OCR

Turn paper documents into full-text searchable digital files and manage them in a paperless document management system that incorporates advanced OCR software. Quickly and easily apply all the tools and functions of electronic document management to hard-copy documents and previously scanned files. By leveraging the best of breed OCR technologies, LogicalDOC is able to extract texts from images and raster PDFs acquired from massive scans from your multi-funtion device.

Performance drawbacks

OCR processing usually takes a long time and high CPU load to index a single document, so if you activate OCR, expect to have much higher time to index your repository

OCR of a scan

You don't have to explicitly ask for OCRing your files, just store them in LogicalDOC and the OCR will be used automatically at indexing time to extract the texts from your images or raster PDFs.

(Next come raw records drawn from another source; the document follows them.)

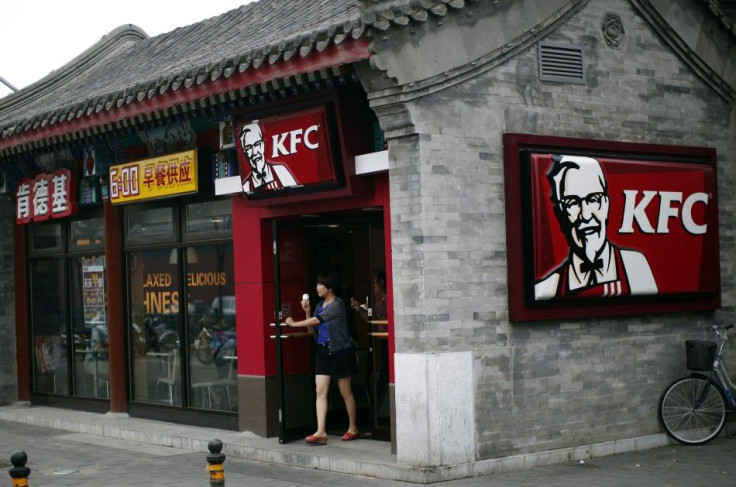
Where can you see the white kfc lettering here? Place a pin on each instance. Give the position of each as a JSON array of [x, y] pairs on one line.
[[295, 138], [634, 211]]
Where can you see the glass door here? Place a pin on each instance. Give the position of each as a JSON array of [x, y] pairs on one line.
[[351, 246], [293, 346]]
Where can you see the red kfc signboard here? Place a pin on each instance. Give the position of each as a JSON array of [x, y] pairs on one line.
[[610, 228], [45, 196], [281, 153]]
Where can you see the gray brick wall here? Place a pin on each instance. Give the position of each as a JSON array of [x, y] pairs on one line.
[[546, 385], [8, 381]]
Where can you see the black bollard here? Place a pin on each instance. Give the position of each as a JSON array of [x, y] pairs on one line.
[[19, 472], [215, 460]]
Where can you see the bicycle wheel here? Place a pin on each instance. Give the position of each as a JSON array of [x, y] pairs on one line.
[[686, 422]]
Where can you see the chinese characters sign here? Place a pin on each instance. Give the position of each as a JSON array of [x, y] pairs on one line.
[[286, 151], [610, 228], [93, 293], [45, 196], [162, 176]]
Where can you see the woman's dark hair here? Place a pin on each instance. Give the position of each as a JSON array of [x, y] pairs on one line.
[[329, 280]]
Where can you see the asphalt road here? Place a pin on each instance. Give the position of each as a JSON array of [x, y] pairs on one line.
[[60, 458]]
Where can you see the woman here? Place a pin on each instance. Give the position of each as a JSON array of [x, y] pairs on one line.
[[335, 356]]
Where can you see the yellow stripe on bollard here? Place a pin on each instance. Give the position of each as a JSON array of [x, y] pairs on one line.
[[217, 472], [215, 460]]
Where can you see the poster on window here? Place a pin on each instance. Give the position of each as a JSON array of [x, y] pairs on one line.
[[93, 294]]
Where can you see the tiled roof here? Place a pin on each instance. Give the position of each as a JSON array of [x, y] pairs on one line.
[[127, 67]]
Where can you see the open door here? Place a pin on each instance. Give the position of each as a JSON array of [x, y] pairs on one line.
[[293, 347]]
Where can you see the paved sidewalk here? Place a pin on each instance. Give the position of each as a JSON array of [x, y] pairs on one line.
[[86, 449]]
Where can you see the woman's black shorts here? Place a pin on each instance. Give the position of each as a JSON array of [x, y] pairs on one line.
[[337, 365]]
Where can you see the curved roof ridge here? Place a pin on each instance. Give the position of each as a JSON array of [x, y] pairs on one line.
[[109, 45]]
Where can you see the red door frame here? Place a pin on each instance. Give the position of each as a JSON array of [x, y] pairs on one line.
[[254, 279]]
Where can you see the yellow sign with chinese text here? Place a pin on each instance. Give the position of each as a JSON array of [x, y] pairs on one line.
[[158, 177]]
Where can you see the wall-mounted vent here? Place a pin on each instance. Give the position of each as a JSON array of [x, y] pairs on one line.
[[561, 63]]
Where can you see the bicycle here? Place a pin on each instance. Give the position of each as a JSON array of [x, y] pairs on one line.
[[693, 409]]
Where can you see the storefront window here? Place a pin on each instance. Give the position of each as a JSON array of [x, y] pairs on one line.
[[49, 330], [182, 307], [211, 318], [68, 307], [209, 217], [147, 225], [89, 323], [155, 324], [46, 236], [87, 234]]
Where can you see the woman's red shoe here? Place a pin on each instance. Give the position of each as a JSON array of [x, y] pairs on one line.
[[316, 440], [350, 436]]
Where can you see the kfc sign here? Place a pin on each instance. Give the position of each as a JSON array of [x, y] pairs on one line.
[[288, 151], [605, 231], [45, 196]]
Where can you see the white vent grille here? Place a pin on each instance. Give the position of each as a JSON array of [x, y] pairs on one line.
[[561, 63]]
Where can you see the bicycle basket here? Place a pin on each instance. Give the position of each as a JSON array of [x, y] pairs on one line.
[[700, 355]]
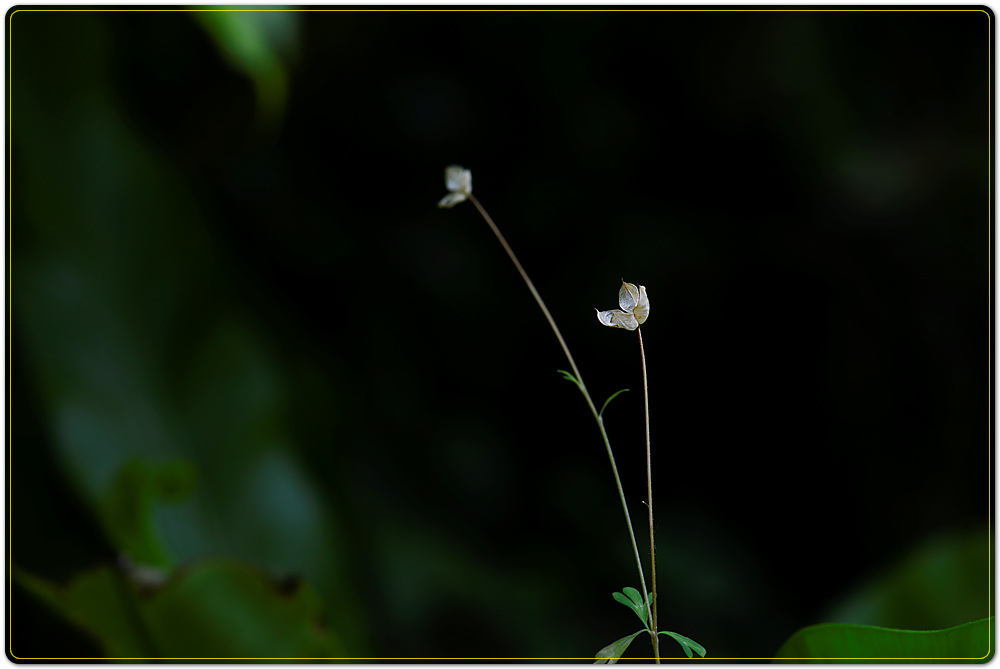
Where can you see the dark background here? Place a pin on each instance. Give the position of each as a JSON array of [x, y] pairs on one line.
[[225, 251]]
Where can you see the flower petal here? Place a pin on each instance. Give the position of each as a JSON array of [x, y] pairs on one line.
[[617, 319], [458, 180], [628, 296], [641, 311]]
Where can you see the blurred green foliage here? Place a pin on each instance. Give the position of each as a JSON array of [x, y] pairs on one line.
[[211, 610], [971, 643], [247, 349]]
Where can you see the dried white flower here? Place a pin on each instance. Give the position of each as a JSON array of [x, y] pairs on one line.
[[458, 181], [634, 308]]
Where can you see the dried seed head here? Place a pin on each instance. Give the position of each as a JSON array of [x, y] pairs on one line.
[[634, 308], [458, 181]]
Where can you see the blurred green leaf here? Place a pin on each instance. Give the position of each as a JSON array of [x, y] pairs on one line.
[[971, 642], [612, 652], [252, 40], [942, 582], [127, 511], [212, 610], [687, 644]]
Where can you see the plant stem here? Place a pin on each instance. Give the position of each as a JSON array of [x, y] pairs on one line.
[[593, 410], [649, 490]]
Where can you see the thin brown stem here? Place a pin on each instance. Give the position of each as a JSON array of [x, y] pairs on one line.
[[586, 396], [649, 504]]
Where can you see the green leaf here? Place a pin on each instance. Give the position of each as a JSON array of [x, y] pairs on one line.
[[127, 509], [837, 642], [640, 608], [569, 377], [601, 412], [941, 582], [687, 644], [211, 610], [612, 652]]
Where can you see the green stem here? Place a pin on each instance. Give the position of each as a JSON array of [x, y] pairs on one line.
[[583, 389], [649, 490]]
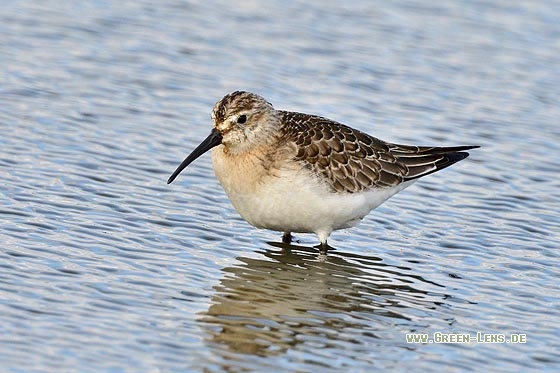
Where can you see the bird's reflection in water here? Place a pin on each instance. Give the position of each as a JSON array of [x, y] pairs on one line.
[[293, 295]]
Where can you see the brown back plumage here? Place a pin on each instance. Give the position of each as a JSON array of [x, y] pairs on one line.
[[352, 161]]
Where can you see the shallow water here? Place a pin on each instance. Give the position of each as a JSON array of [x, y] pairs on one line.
[[106, 268]]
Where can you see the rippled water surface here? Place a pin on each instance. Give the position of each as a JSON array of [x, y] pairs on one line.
[[104, 267]]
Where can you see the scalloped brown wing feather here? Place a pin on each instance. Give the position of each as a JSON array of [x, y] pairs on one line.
[[351, 161]]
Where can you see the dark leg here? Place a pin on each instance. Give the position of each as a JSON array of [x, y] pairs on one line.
[[287, 237], [323, 247]]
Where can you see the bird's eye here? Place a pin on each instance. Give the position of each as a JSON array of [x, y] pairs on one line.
[[242, 119]]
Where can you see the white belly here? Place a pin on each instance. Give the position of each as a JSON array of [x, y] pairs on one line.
[[292, 200]]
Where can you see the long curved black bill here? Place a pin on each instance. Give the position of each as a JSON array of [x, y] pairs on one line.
[[214, 139]]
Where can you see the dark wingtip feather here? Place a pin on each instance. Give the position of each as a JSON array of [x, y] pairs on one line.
[[449, 156]]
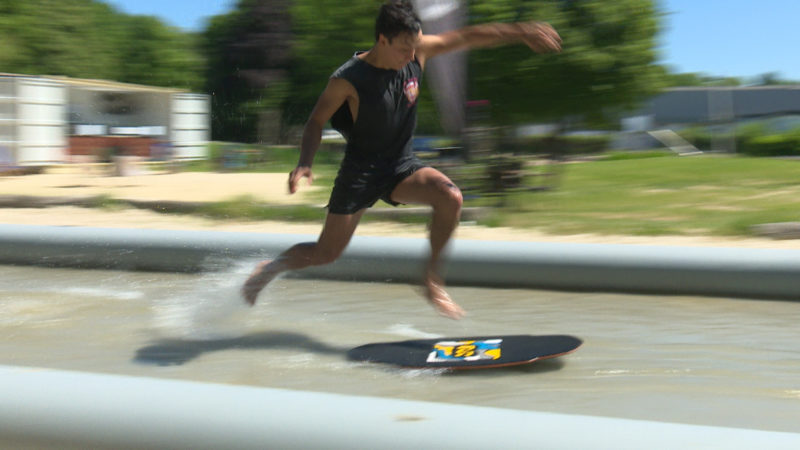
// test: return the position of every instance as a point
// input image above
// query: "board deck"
(477, 352)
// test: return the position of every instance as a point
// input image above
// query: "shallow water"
(713, 361)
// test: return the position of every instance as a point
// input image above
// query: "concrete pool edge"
(670, 270)
(48, 407)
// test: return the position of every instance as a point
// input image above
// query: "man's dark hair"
(396, 17)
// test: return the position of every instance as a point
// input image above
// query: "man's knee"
(450, 196)
(327, 255)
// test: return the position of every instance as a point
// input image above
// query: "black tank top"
(387, 112)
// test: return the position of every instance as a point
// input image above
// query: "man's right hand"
(297, 174)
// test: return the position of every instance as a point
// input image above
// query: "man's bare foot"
(440, 299)
(264, 272)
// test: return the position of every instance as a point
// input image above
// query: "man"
(371, 100)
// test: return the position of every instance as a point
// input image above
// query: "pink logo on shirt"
(411, 90)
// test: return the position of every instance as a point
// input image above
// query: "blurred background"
(227, 85)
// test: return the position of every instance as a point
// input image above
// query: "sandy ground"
(269, 188)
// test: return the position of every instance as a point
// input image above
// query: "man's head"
(397, 32)
(396, 17)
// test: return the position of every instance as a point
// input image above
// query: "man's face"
(401, 48)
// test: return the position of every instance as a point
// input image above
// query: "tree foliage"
(248, 53)
(89, 39)
(608, 59)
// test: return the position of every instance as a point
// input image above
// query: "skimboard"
(478, 352)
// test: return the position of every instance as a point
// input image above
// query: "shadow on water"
(170, 352)
(537, 367)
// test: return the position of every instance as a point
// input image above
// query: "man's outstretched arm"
(539, 36)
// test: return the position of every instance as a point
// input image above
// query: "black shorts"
(360, 185)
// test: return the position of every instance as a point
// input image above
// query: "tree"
(608, 60)
(89, 39)
(248, 54)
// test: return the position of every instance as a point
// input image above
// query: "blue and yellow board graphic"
(468, 352)
(451, 351)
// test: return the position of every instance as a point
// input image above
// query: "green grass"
(705, 195)
(645, 193)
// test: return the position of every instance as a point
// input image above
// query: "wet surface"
(712, 361)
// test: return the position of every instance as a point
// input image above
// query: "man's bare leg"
(335, 236)
(428, 186)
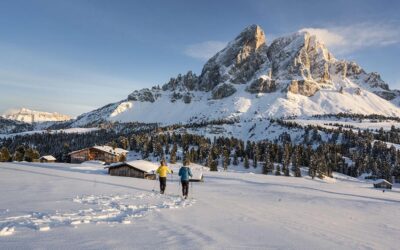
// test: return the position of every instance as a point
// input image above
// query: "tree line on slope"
(345, 151)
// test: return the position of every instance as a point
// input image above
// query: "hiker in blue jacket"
(185, 173)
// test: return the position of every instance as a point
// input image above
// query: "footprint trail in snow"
(111, 209)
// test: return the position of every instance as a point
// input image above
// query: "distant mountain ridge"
(32, 116)
(249, 80)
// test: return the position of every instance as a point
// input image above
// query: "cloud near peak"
(346, 39)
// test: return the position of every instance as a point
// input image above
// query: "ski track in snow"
(111, 209)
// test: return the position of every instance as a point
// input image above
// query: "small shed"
(138, 169)
(47, 158)
(101, 153)
(382, 183)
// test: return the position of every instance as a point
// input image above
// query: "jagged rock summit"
(251, 79)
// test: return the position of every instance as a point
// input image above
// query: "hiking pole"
(191, 187)
(155, 181)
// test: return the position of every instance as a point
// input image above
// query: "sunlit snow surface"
(77, 207)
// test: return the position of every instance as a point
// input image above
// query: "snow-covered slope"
(77, 206)
(253, 80)
(31, 116)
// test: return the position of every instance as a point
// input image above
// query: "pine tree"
(4, 155)
(19, 153)
(226, 159)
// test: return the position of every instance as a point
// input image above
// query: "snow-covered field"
(68, 206)
(348, 123)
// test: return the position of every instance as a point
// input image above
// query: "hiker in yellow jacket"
(162, 172)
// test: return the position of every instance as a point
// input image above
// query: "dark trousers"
(185, 188)
(163, 183)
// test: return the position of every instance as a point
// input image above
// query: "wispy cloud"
(347, 39)
(204, 50)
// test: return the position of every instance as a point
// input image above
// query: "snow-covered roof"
(381, 180)
(108, 149)
(48, 157)
(145, 166)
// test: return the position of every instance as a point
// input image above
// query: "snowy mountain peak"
(249, 81)
(31, 116)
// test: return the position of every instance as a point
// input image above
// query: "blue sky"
(76, 55)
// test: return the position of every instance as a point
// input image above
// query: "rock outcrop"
(223, 91)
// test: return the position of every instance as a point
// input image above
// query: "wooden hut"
(47, 158)
(99, 153)
(138, 169)
(381, 183)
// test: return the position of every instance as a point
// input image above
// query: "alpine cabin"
(100, 153)
(138, 169)
(381, 183)
(47, 158)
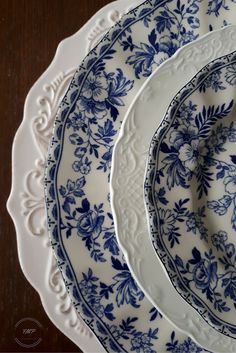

Remember that this is not a zonal OCR, it just extracts all the texts in order to allow you to perform full-text searches.

Configuration of the OCR

You can set how the OCR works by changing the configurations in this panel.

  • Enabled: to enable or disable the OCR processing
  • Timeout: maximum number of seconds to process a single file
  • Include: comma-separated list of file name patterns for the files to include
  • Exclude: comma-separated list of file name patterns for the files to exclude
  • Text threshold: used for PDFs only, indicates the weight of textual contents against the other kind of contents. If the textual contents is less than this threshold, the document is interpreted as raster and the OCR is executed
  • Image min. width: minimum dimension for the images to be processed
  • Rendering res.: Sometimes the file needs to be printed as PDF, this parameter specify the print resolution
  • Rendering res. (barcodes): Sometimes the embedded barcodes need to be printed as PDF, this parameter specify the print resolution
  • Batch: number of pages processed by the OCR at once
  • Engine: what engine to use

Supported OCR engines

You can choose one of the supported OCR engines

OCR Engine Description Configuration
Tesseract The famous open source OCR engine handled by Google

path: absolute installation path of the tesseract executable

OCR Web Service A lightweight online OCR engine

username: your own OCR Web Service username

licenseCode: your own license code associated to your OCR Web Service account

PowerPDF An OCR engine developed by Nuance

path: absolute installation path of PowerPDF